I hear in my head a lot the words “to whom much is given, much is expected”. I have been given much. I’m not rich. Not monetarily rich. I have been rich though and I have been given much. I had a bad marriage when I was very young, but I was given a second chance. I took it seriously. I learned to be accountable and to expect accountability. I learned to love and let myself be loved. I learned to trust and what it was like to be trusted. I have been given much.
It’s not a bad life, it’s just not what I chose. I think that’s my “theme”. Sometimes I feel like I’ve been tumbleweed just blowing in the wind…yet I know so many of my choices have been intentional. How is it that I have wound up in this dimension right next to my old one. I have the things we wanted, but I don’t have him. How does that happen? I did choose him and he fulfilled his path. He lived his life and I think he did pretty damn good. He wasn’t perfect. He wasn’t rich. He was gentle. He was caring. He was kind.
For over four years, I have been living in this altered reality. One moment the disbelief that this is my life is so great that I can hardly bear the weight on my shoulders, then, it’s just how things are…we just plug along. I am living my life, but I feel like an impostor. I feel like I will walk through a door or a portal or something and I’ll be back in the territory I know. The territory where I was not a single parent. The place when it was a pleasure to come home and say hello…now, if I have my boys with me, I don’t need to go home…we, three, are it. We, three, are complete, yet so incomplete and empty. I remember a place where laughter was present daily. Silliness was allowed because not every grown up was tired and sad. Where weekends were treasures and weekdays weren’t even that bad. A place where I was loved and able to give love too. A place that took me as I was even at my worst. Now I live in a place where tired is my MOD. Lonely is the coat I wear, even when I don’t want to…I try to be happy, normal, but this is not my reality. I miss him every moment…when kids are barfing or when kids are just being silly kids. I miss the glances across the room, the knowing smiles. I miss that thing…that unsaid, understood thing that you get when you’ve just been with each other and like it.
Now my life is ok. If you’re looking from outside the window of my house, you may think it looks pretty good. You may not hear me yelling at my kids because the responsibility of raising them alone frightens me and wears me out everyday and I’m just plain mad that their dad had to die. You may not see me crying at night while I put words on page. You may not see my son playing alone because I have to tend to his baby brother. You may not hear my baby crying because he wants mommy and mommy has to deal with bank or whatever.
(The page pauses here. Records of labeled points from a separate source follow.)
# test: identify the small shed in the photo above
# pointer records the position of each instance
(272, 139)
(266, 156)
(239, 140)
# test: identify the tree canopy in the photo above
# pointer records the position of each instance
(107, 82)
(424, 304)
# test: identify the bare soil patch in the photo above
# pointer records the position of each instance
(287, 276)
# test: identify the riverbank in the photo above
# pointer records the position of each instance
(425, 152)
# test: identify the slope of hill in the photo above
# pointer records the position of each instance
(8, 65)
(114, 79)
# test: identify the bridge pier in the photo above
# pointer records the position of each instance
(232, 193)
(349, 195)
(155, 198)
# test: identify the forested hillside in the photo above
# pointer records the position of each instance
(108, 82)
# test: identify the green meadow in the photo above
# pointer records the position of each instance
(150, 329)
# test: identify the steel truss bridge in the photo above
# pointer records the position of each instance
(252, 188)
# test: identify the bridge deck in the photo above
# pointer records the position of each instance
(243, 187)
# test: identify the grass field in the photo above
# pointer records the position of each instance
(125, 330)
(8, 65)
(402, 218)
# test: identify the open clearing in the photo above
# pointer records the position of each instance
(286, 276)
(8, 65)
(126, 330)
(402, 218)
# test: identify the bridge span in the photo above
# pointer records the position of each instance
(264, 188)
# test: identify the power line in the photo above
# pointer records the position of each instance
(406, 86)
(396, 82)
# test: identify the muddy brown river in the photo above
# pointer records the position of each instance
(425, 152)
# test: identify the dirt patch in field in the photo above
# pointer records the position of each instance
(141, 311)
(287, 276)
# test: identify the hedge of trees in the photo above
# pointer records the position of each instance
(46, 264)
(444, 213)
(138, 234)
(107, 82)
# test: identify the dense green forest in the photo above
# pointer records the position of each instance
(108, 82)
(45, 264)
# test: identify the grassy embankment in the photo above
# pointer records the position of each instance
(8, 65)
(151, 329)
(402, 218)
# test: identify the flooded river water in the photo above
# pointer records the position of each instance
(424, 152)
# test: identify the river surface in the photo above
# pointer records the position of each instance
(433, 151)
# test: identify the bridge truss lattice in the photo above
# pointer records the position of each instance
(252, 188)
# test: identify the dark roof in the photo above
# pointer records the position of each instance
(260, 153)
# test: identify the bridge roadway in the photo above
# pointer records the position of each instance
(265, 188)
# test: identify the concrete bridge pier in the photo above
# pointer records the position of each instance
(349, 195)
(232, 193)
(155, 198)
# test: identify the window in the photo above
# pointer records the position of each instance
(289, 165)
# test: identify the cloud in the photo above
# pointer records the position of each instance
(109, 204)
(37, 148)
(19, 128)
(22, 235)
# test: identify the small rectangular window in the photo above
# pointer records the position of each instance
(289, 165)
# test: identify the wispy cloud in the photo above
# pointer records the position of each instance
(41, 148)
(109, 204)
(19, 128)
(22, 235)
When I write things like that…when I put my truth on a page, I feel guilty. I have a home. I can pray to any god I want. My children can go to school…I have water. So many people don’t have this…how can I complain? I had a great love, a great marriage, how can I complain? My life isn’t so bad, it’s just different than I thought it would be. Different, but it will be ok. It will always seem like a different reality, but it will be my reality and my life to take back and live. I will do this because I was given much and of me much is expected.